The earned sick time ballot question won with 1.2 million votes in favor to about 859,000 opposed. The Legislature has received scorn from some quarters after lawmakers changed a 2000 ballot referendum that would have forced the income tax rate down to 5 percent. The economic triggers included in that law have so far reduced the income tax to 5.15 percent.
The Associated Industries of Massachusetts, a business group, raised problems it has with the earned sick time law. In a January blog post, AIM said it is concerned that interns, employees paid on commission and independent contractors could be wrapped into the law, and said employers worry that the law would eliminate "popular" paid time off systems.
"Each industry has different and individual concerns," said Rodrigues, who said he looks "forward to engaging both sides." He said, "The law is on the books. We just have to make it so that it can be workable so that responsible employers can do the right thing."
Gov. Charlie Baker proposed an alternative to the sick leave ballot question during the campaign.

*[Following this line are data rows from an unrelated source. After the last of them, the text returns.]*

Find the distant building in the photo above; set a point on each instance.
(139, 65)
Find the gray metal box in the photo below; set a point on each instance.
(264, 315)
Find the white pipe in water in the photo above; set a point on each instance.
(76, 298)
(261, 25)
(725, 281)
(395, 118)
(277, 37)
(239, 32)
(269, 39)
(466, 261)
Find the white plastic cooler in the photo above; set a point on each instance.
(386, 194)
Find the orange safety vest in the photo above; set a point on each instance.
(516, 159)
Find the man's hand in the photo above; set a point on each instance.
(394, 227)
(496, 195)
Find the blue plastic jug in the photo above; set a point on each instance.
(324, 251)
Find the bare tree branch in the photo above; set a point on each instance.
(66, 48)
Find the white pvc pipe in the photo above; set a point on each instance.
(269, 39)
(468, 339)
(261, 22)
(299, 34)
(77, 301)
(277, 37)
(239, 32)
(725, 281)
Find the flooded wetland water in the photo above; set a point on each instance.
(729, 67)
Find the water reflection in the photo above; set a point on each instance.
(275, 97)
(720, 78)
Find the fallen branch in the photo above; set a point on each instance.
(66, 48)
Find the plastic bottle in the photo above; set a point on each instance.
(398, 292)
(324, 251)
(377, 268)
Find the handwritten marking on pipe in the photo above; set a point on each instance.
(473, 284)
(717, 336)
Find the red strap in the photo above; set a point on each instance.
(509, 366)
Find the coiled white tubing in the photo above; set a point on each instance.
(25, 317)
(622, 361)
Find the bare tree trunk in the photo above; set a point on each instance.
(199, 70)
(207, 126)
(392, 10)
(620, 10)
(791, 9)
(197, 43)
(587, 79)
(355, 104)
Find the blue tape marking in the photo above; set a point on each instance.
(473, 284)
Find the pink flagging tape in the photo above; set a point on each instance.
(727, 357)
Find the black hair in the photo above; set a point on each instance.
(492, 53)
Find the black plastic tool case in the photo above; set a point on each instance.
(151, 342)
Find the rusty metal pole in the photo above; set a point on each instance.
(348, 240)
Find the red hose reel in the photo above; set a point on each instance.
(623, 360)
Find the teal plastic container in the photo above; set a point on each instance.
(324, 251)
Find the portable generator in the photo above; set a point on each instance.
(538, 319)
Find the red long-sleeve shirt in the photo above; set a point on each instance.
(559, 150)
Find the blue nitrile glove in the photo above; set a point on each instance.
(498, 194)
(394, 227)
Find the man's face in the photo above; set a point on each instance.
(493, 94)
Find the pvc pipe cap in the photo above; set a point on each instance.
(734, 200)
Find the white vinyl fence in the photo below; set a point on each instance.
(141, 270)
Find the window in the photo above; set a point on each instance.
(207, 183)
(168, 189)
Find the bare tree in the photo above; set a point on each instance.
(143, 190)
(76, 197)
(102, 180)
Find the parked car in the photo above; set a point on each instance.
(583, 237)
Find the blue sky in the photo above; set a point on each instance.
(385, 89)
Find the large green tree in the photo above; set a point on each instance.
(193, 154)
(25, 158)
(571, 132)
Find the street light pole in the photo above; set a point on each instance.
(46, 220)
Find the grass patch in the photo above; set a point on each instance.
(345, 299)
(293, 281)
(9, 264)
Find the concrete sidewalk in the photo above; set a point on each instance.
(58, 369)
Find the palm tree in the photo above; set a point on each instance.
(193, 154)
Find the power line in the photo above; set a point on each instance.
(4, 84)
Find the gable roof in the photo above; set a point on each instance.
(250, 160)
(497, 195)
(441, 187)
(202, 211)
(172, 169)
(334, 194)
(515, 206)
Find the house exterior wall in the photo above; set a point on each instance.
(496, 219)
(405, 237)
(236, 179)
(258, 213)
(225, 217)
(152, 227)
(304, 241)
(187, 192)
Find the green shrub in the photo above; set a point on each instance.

"I didn't campaign against earned sick time, per se, but I didn't support the ballot question that was before the voters, and the main reason for that is it's the broadest, most restrictive, most comprehensive earned sick time policy in the country by a wide margin," Baker said Jan. 15 when asked by a radio show caller about taking a sick day himself.
Baker said he made a "series of proposals" during his campaign that he thought would be "easier" for small businesses and "more flexible" because companies vary in their policies. His proposals would have been less expensive to implement and easier to enforce than the ballot question, he added.
"I'm a big believer in earned sick time, I just felt that that law in particular would have some unintended consequences," Baker said. "We're going to implement it enthusiastically and see where it goes, and I certainly hope that it doesn't have some of the unintended consequences that I was concerned about."